Parent here, trying to help kid... We are trying to make a "timed ask" coming from the stage. In parallel, it launches (1) a custom block that displays and increments a countdown timer from the current (timer) sprite and (2) tells the stage to ask a question. Whichever one completes first is intended to stop the other. It works great, however we wanted to make it a reporter instead of setting timer_answer. We can't find a way (other than triggering outside event code) to make it wait for one (but not both) of the parallel events to complete. There must be a way to do this...
My apologies. I updated the code slightly in another thread, which you can feel free to delete, since you all have responded here. Here's the new code:
We've tried to use "wait until" (as you see here), but the "stops" are stopping the outer thread as well. Actually, we can even live without it being a reporter... however, it's just unusable as is because when this block has another block following, it doesn't wait for the earlier of the two events. It passes control immediately to the next block after it. This is basically an "ask or timeout" block, and we want it to wait until one of those occurs. If you could even just help us with the wait issue, that would be fantastic!
I'm also re-reading the continuations chapter of the manual. I have to admit, that while I'm familiar with certain aspect of functional programming (e.g., map, filter, reduce, function factories, python "with" blocks, etc.) I'm having difficulty applying the text in that chapter to this problem. I'll keep reading while you're experimenting. If I come up with anything, I'll post a further reply.

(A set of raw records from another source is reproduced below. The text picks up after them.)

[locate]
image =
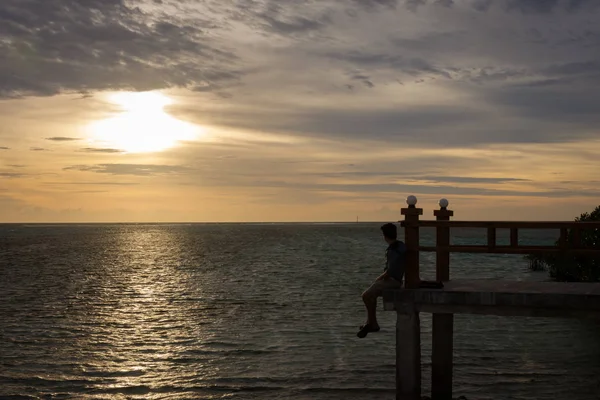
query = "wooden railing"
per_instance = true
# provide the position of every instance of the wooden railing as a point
(442, 324)
(569, 240)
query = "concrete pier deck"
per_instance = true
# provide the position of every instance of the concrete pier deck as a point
(498, 297)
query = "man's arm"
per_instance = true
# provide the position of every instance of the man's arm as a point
(383, 276)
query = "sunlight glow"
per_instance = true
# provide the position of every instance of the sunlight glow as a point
(142, 126)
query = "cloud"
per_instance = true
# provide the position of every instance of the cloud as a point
(129, 169)
(10, 175)
(101, 150)
(51, 46)
(99, 183)
(62, 139)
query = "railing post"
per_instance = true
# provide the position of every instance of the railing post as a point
(408, 325)
(411, 239)
(443, 324)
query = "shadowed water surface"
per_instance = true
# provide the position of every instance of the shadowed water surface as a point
(251, 312)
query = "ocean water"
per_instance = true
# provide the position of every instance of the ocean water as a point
(251, 312)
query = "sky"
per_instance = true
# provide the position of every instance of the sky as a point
(289, 110)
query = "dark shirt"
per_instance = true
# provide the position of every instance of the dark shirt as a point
(395, 260)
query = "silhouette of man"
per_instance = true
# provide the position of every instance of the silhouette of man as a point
(393, 274)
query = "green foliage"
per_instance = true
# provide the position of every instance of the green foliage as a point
(571, 267)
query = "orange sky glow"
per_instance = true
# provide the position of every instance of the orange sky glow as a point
(303, 112)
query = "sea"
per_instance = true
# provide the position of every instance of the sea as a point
(253, 311)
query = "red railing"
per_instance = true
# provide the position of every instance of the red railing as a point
(569, 239)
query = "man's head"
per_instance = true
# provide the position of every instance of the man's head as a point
(390, 233)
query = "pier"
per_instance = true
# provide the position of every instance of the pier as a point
(487, 297)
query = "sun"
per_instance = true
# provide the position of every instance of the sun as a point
(142, 125)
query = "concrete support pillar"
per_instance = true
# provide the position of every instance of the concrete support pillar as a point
(443, 324)
(408, 355)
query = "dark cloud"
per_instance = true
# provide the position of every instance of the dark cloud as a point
(51, 46)
(424, 189)
(62, 139)
(374, 4)
(129, 169)
(99, 150)
(416, 177)
(408, 65)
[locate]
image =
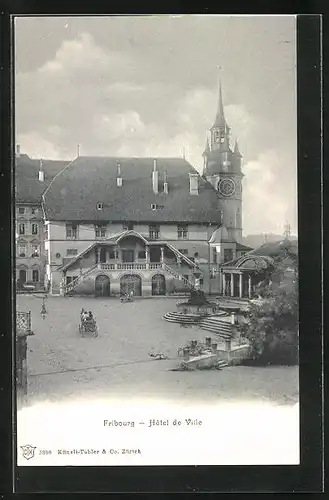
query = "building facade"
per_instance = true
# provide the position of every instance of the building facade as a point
(151, 225)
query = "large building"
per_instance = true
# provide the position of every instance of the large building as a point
(152, 225)
(31, 178)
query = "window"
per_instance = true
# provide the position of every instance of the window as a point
(22, 251)
(35, 251)
(71, 251)
(154, 232)
(69, 279)
(228, 254)
(238, 218)
(128, 226)
(155, 206)
(71, 231)
(100, 231)
(35, 275)
(182, 231)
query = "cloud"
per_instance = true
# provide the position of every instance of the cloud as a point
(267, 201)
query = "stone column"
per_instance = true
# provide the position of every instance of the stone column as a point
(241, 286)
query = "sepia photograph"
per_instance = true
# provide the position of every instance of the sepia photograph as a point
(156, 240)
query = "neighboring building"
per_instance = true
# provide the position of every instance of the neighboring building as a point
(151, 225)
(241, 276)
(31, 179)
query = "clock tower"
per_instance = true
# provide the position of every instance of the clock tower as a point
(222, 168)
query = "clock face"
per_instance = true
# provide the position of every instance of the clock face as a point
(226, 187)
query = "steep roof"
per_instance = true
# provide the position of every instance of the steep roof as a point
(75, 193)
(28, 188)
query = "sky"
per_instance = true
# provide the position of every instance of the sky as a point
(148, 86)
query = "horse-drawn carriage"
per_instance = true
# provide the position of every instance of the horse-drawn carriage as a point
(88, 326)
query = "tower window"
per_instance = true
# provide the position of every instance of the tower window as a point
(154, 231)
(72, 251)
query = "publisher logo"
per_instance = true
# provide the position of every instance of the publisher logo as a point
(28, 451)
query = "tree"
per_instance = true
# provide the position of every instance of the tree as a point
(272, 326)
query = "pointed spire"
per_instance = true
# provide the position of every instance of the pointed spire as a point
(220, 118)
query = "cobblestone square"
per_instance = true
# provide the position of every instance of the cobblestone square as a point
(64, 366)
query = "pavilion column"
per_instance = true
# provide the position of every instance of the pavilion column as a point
(98, 253)
(249, 286)
(241, 285)
(224, 283)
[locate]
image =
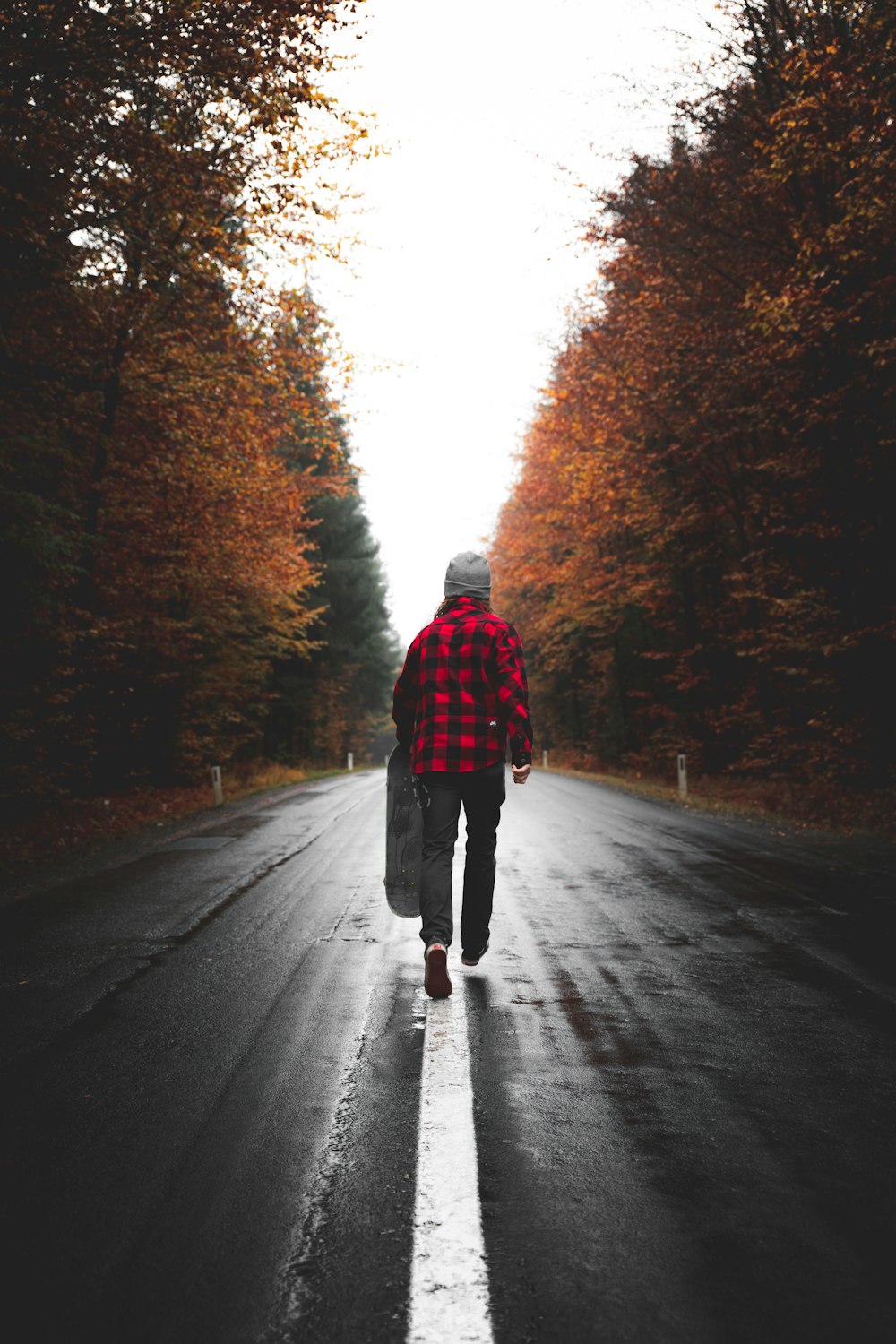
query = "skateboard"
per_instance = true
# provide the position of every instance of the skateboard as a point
(403, 838)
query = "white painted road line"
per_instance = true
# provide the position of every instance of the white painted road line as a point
(449, 1276)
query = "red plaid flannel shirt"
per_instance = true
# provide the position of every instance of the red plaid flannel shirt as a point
(462, 693)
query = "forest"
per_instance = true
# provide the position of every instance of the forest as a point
(190, 577)
(699, 546)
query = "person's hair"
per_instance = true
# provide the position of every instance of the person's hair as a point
(446, 604)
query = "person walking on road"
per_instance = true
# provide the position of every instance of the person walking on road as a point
(460, 696)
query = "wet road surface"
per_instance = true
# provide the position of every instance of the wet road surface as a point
(680, 1047)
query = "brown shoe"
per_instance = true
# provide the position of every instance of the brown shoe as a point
(437, 981)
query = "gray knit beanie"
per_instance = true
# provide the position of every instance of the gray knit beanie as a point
(468, 574)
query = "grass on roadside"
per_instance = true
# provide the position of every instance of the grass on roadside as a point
(818, 806)
(74, 824)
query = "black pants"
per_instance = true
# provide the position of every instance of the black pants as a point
(443, 792)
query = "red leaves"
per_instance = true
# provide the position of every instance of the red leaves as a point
(705, 507)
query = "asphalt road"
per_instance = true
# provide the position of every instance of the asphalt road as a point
(681, 1048)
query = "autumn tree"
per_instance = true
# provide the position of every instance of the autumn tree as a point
(707, 488)
(155, 545)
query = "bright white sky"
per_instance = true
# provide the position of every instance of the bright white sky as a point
(492, 112)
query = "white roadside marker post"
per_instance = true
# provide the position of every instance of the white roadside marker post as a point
(683, 776)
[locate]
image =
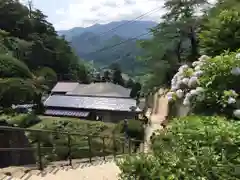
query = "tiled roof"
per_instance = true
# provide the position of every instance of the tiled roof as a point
(66, 113)
(65, 86)
(84, 102)
(101, 89)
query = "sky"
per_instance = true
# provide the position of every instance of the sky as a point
(66, 14)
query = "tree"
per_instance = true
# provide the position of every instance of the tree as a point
(188, 142)
(117, 75)
(174, 41)
(135, 91)
(106, 76)
(221, 32)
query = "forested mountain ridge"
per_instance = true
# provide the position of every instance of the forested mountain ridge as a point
(100, 44)
(125, 29)
(32, 56)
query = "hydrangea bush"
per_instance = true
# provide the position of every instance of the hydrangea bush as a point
(209, 85)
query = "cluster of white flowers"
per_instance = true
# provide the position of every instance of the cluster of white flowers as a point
(236, 70)
(186, 81)
(236, 113)
(185, 84)
(232, 97)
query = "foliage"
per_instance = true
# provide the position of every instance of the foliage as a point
(30, 45)
(16, 91)
(135, 129)
(80, 146)
(211, 85)
(221, 31)
(193, 147)
(28, 121)
(48, 74)
(12, 67)
(174, 41)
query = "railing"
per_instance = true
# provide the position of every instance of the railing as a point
(85, 146)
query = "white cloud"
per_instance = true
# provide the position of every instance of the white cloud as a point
(86, 12)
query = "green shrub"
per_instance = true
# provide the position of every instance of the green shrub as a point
(210, 86)
(16, 91)
(28, 120)
(12, 67)
(191, 148)
(135, 129)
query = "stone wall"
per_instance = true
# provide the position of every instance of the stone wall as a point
(14, 139)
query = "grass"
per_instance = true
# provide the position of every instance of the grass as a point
(57, 142)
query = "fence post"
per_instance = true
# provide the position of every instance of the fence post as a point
(104, 156)
(69, 149)
(129, 146)
(114, 147)
(39, 152)
(123, 145)
(90, 148)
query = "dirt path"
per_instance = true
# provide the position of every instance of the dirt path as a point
(156, 116)
(107, 170)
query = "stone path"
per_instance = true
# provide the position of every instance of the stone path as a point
(102, 170)
(157, 116)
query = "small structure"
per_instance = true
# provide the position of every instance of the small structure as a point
(64, 87)
(107, 102)
(108, 109)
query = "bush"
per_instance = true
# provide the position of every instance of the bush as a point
(16, 91)
(135, 129)
(191, 148)
(12, 67)
(210, 86)
(28, 120)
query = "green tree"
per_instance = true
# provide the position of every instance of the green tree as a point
(189, 149)
(221, 32)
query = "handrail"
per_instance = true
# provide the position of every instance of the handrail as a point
(89, 137)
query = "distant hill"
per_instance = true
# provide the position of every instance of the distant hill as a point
(88, 41)
(128, 30)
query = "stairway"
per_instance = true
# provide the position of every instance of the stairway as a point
(101, 170)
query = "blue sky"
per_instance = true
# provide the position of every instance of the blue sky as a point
(66, 14)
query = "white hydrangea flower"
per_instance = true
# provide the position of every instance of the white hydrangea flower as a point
(199, 89)
(235, 71)
(238, 56)
(233, 93)
(185, 81)
(193, 81)
(183, 68)
(197, 68)
(174, 88)
(179, 93)
(231, 100)
(188, 95)
(186, 102)
(236, 113)
(204, 58)
(194, 92)
(198, 73)
(200, 97)
(195, 63)
(170, 96)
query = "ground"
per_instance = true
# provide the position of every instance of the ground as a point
(105, 170)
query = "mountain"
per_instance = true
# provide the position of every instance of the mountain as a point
(104, 49)
(126, 29)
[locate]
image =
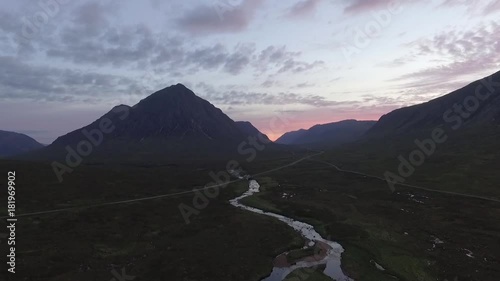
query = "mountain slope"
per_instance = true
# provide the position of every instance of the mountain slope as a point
(172, 123)
(249, 130)
(328, 134)
(476, 103)
(14, 143)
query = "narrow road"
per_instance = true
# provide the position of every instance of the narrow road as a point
(157, 196)
(410, 185)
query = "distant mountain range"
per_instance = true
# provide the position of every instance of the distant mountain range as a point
(12, 143)
(328, 134)
(249, 130)
(475, 104)
(169, 124)
(174, 123)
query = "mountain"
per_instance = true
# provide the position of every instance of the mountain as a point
(475, 104)
(328, 134)
(14, 143)
(249, 130)
(172, 123)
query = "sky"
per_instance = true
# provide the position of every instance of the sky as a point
(63, 64)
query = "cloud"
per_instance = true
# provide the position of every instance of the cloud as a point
(44, 83)
(359, 6)
(454, 58)
(235, 97)
(303, 8)
(221, 17)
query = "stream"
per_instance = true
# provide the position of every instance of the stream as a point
(329, 252)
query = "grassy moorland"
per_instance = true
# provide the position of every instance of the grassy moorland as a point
(414, 235)
(149, 239)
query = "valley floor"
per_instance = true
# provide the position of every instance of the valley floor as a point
(413, 235)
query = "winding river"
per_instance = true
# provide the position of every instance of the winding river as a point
(329, 254)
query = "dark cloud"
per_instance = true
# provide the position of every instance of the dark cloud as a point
(220, 17)
(460, 53)
(41, 83)
(252, 98)
(303, 8)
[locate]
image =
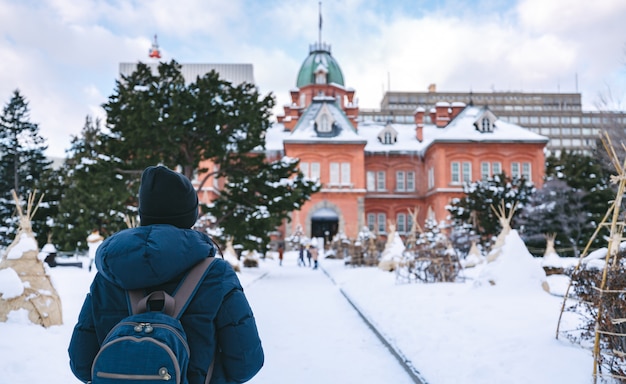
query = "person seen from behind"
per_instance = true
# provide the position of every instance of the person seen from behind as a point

You can actually hide a sprite and it will have the same effect. You can tell a specific sprite that is hidden (preferably a sprite specifically for this block) to launch the ask block. Example:
This is very helpful. Didn't know the hidden sprite trick or the script pic trick!
If I have an actual sprite "countdown" graphic sequence in place of the wait (that's what my original timer block was), how do I factor that in? What if wait is 10 sec but "ask" is answered in three? How do I make the countdown stop and hide and the outer custom block to return control? I want the game to continue early and the countdown to disappear if it's answered early...
To be clear, I don't want to change the timer block above. I only include it for reference. I want to try to encapsulate all the ask stuff (which is one user of, but not the only user of timer) into the customized ask block pictured at the top of this post. Thanks!
Thanks so much for this. I like this answer, but I just can't get it to work. The "stop other scripts in sprite" seems to be stopping the final two commands before they are executed. It never reports for me. Do you know why that would be?
I'm assuming the Q in "ask Q for ..." is just the name of the sprite containing the block, correct?
That's why joecooldoo wants you to use a separate sprite for the two processes, so the STOP block won't stop the main script. (Remember that LAUNCH starts a new thread running your launched script, so the script that calls LAUNCH is an "other script" relative to those launched threads.)
P.S. So far I haven't gotten it to work with continuations, which I think means there's a bug in our implementation of continuations. I'll look into it further...
I'm trying joecooldoo solution now. Will report back.
Would you mind posting the non-functional code for the continuation method? Pretty please? I know it won't work if there's a bug... I just want to see if I'm thinking along the right track. I've been reading and re-reading the continuations section in the manual to see if I could come up with anything.
It seems to me this should be a generalizable problem. I want to launch 2 (or n) independent threads a la "do in parallel", but I want to wait only until the FIRST returns, and then stop all remaining threads.
"Do in parallel and wait" wants to wait for all of them. I was thinking of trying to first solve this general problem with continuations and then try to apply it to the "ask with countdown animation" issue... but I will keep thinking.
Thanks so much for continuing to look into it. My kid is very excited that there are so many nice people (including folks on the development team) willing to lend a hand. What a great community!
Formally there should be a wait(0) to allow, at least,one iteration of "wait until" & "report" before stopping scripts. But for me it works as expected as do some internal, non obvious, yielding.
This isn't a 25-words-or-less question. I mean, I can define it quickly: The continuation of a block that's part of a script is the work that remains to be done after that block finishes. But to understand the implications, you should read section X of the manual.